Stanford CS236: Deep Generative Models I 2023 I Lecture 16 - Score Based Diffusion Models

()

Score-based models

• Score-based models estimate the gradient of the log-likelihood (score) of a data distribution using a neural network.
• Denoising score matching is an efficient way to estimate the score of a noise-perturbed data distribution by training a model to denoise the data.
• Score-based models can be seen as the limit of infinite noise levels.

Diffusion models

• Diffusion models can be interpreted as a type of variational autoencoder, where the score function acts as the encoder and the denoising process acts as the decoder.
• Diffusion models can be converted into ordinary differential equations (ODEs), allowing for exact likelihood computation and efficient sampling methods.
• Controllable generation in diffusion models can be achieved by incorporating additional information or side information into the model.
• Diffusion models are a type of generative model that can generate realistic-looking images.
• They work by gradually adding noise to an image until it becomes completely random, and then gradually removing the noise to generate a new image.
• The training objective of a diffusion model is to maximize the evidence lower bound, which is a measure of how well the model can reconstruct the original image.
• The encoder in a diffusion model is fixed and simply adds noise to the image, while the decoder is a neural network that learns to remove the noise.
• The loss function for a diffusion model is the same as the denoising score matching loss, which means that the model is learning to estimate the scores of the noise-perturbed data distributions.
• The sampling procedure for a diffusion model is similar to the Langevin dynamics used in score-based models, but with different scalings of the noise.
• Traditional diffusion models use a discrete number of steps to add noise, but a continuous-time diffusion process can be described using a stochastic differential equation.
• The reverse process of going from noise to data can also be described using a stochastic differential equation, and the solution to this equation can be used to generate data.
• The score function is a key component of the stochastic differential equation, and it can be estimated using score matching.
• In practice, continuous-time diffusion models can be implemented by discretizing the stochastic differential equation and using numerical solvers to solve it.
• Score-based models attempt to correct numerical errors in diffusion models by running Langevin dynamics for a time step.
• DDPM is a predictor type of discretization of the underlying stochastic differential equation, while score-based models are corrector type.
• The diffusion implicit model (DIM) converts the stochastic differential equation into an ordinary differential equation with the same marginals at every time step.
• DIM has two advantages: it can be more efficient and it can be converted into a flow model with exact likelihood evaluation.

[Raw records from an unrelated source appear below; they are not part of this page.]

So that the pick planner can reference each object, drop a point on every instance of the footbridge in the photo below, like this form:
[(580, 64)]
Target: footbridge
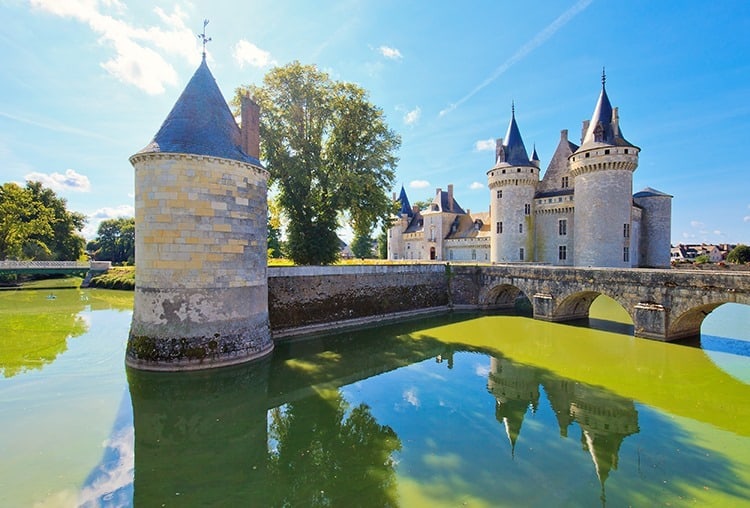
[(664, 304), (80, 268)]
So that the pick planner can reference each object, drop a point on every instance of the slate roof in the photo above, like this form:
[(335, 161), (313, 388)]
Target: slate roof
[(601, 130), (201, 123), (515, 151), (405, 206)]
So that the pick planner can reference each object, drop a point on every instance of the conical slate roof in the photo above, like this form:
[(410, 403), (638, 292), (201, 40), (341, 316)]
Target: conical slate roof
[(603, 129), (201, 123), (515, 151)]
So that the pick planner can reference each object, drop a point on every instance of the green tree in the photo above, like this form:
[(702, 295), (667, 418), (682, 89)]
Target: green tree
[(35, 224), (328, 151), (115, 240), (740, 254)]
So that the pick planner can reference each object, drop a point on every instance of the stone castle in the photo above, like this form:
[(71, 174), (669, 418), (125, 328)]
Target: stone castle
[(201, 288), (582, 212)]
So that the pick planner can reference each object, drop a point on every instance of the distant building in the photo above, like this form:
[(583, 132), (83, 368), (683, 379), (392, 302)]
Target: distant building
[(582, 212)]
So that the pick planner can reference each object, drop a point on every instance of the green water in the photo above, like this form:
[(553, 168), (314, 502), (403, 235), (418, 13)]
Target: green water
[(461, 410)]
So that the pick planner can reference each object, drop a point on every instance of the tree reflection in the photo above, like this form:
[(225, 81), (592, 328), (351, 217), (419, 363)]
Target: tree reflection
[(36, 327), (329, 454)]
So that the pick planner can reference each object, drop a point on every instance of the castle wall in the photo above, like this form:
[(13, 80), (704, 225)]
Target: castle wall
[(548, 235), (201, 290), (310, 299)]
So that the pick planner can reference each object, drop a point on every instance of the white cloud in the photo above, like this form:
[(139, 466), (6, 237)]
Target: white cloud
[(539, 39), (138, 60), (70, 181), (94, 219), (391, 53), (484, 145), (412, 117), (247, 52)]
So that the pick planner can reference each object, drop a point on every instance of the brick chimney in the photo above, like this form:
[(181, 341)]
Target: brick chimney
[(250, 113)]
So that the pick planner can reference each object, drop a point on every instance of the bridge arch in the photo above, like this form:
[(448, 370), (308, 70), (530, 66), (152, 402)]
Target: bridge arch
[(504, 295), (577, 304)]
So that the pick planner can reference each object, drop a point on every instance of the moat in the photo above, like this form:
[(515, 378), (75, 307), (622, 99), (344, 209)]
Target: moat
[(457, 410)]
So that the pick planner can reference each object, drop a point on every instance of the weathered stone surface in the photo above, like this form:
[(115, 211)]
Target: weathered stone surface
[(304, 296), (664, 304)]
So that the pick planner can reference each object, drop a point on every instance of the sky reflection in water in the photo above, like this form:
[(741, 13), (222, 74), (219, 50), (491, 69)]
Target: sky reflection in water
[(480, 411)]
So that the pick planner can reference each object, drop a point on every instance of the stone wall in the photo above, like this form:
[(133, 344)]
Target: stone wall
[(310, 299)]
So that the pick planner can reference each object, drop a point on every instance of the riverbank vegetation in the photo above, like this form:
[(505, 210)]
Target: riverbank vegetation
[(35, 224)]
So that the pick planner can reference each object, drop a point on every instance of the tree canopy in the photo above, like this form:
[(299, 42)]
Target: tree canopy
[(115, 240), (35, 224), (329, 152)]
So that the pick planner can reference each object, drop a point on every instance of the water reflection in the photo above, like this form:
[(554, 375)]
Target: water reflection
[(36, 325), (604, 418)]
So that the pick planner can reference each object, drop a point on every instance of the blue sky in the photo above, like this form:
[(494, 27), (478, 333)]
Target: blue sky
[(86, 84)]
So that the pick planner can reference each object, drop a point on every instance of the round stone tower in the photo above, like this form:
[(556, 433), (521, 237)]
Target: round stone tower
[(602, 169), (656, 227), (512, 182), (201, 297)]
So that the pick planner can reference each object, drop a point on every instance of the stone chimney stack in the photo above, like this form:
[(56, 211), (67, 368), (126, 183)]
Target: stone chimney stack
[(250, 112), (584, 129)]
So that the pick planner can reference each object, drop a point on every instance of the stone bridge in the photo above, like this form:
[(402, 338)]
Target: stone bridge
[(664, 304)]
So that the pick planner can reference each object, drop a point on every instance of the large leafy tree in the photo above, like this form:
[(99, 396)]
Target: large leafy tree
[(329, 152), (36, 224), (115, 240)]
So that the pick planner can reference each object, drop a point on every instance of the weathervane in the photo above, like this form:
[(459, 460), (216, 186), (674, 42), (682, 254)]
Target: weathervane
[(203, 38)]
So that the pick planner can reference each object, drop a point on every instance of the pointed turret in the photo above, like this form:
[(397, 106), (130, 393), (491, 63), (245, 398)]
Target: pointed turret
[(405, 208), (201, 123), (512, 182), (513, 147), (604, 126), (604, 161), (201, 296)]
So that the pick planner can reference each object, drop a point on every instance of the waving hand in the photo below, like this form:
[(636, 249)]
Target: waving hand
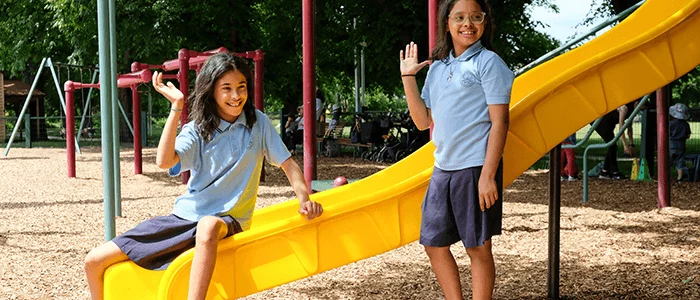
[(409, 62)]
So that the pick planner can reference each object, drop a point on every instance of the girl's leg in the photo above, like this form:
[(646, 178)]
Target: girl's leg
[(446, 271), (209, 231), (483, 271), (96, 262)]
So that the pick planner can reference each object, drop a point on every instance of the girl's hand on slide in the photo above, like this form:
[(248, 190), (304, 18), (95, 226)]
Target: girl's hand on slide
[(409, 60), (488, 193), (311, 209), (168, 90)]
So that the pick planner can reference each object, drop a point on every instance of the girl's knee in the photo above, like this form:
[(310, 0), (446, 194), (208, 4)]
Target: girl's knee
[(436, 251), (480, 252), (210, 229)]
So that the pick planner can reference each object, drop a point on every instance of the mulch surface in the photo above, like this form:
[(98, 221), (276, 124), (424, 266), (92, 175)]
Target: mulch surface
[(619, 245)]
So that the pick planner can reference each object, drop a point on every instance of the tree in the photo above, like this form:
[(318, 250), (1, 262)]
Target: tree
[(153, 31)]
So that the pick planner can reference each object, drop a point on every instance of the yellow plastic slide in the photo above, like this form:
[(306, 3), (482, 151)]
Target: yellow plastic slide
[(649, 49)]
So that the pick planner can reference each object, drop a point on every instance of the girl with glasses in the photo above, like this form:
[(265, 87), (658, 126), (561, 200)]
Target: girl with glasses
[(465, 98)]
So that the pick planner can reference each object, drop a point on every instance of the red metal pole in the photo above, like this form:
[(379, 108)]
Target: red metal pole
[(70, 127), (663, 97), (432, 25), (183, 77), (259, 58), (136, 120), (309, 90)]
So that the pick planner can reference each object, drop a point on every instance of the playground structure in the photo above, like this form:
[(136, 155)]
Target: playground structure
[(652, 47), (2, 106), (140, 73)]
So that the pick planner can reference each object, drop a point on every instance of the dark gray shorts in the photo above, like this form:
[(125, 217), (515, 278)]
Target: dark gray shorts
[(451, 210), (153, 244)]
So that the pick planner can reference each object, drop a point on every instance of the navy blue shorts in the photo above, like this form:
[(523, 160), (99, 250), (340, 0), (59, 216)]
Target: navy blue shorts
[(451, 210), (153, 244)]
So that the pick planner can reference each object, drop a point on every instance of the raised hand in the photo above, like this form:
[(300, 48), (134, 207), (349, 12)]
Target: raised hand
[(409, 62), (168, 90)]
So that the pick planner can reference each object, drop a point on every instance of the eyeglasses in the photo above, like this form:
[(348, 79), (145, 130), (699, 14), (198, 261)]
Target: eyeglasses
[(475, 18)]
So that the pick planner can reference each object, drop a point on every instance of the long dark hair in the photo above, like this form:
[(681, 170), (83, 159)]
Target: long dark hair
[(443, 43), (202, 102)]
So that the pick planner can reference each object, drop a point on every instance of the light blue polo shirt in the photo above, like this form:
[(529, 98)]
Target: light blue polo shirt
[(459, 104), (225, 172)]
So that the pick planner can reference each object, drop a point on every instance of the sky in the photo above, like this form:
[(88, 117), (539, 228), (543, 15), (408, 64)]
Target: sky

Noise Conditional Score Network (NCSN)

• The Noise Conditional Score Network (NCSN) estimates the scores of noise-perturbed data distributions by iteratively reducing the amount of noise in the sample.
• The inverse process of NCSN, which generates samples for the denoising score matching law, involves adding noise to the data at every step until pure noise is reached.
• The process of going from data to noise can be seen as a Markov process where noise is added incrementally, and the joint distribution over the random variables is defined as the product of conditional densities.
• The encoder in NCSN is a simple procedure that maps the original data point to a vector of latent variables by adding noise to it.
• The marginals of the distribution are also Gaussian, and the probability of transitioning from one noise level to another can be computed in closed form.
• NCSN can efficiently generate samples at a specific time step without simulating the whole chain, making it computationally efficient.
• The diffusion process in NCSN is analogous to heat diffusion, where probability mass is spread out over the entire space.
• To invert the NCSN process during inference, several conditions need to be met, including the ability to smooth out the structure of the data distribution to facilitate sampling.
• The goal is to learn a probabilistic model that can generate data by inverting a process that destroys structure and adds noise to the data.
• The process of adding noise is defined by a transition kernel that spreads out the probability mass in a controllable way, such as Gaussian noise.
• The key idea is to learn an approximation of the reverse kernel that removes noise from a sample, which can be done variationally through a neural network.
• The generative distribution is defined by sampling from a simple prior and then sampling from the conditional distributions of the remaining variables one at a a time, going from right to left.
• The parameters of the conditional distributions are learned such that the generated samples have low signal-to-noise ratio, essentially reaching a steady state of pure noise.
• Alternatively, Langevin dynamics can be used to generate samples by correcting the mistakes made in the vanilla procedure, which requires more computation.

Training diffusion models

• The encoder in a diffusion model is fixed and simply adds noise to the image, while the decoder is a neural network that learns to remove the noise.
• Fixing the encoder to be a simple noise-adding function simplifies the training process.
• The Lambda parameters control the importance of different noise levels.
• The Beta parameters control how quickly noise is added.
• The architecture is similar to a noise-conditional score model, with a single decoder amortized across different noise levels.
• Training is efficient because the computation can be broken down into smaller, more manageable steps.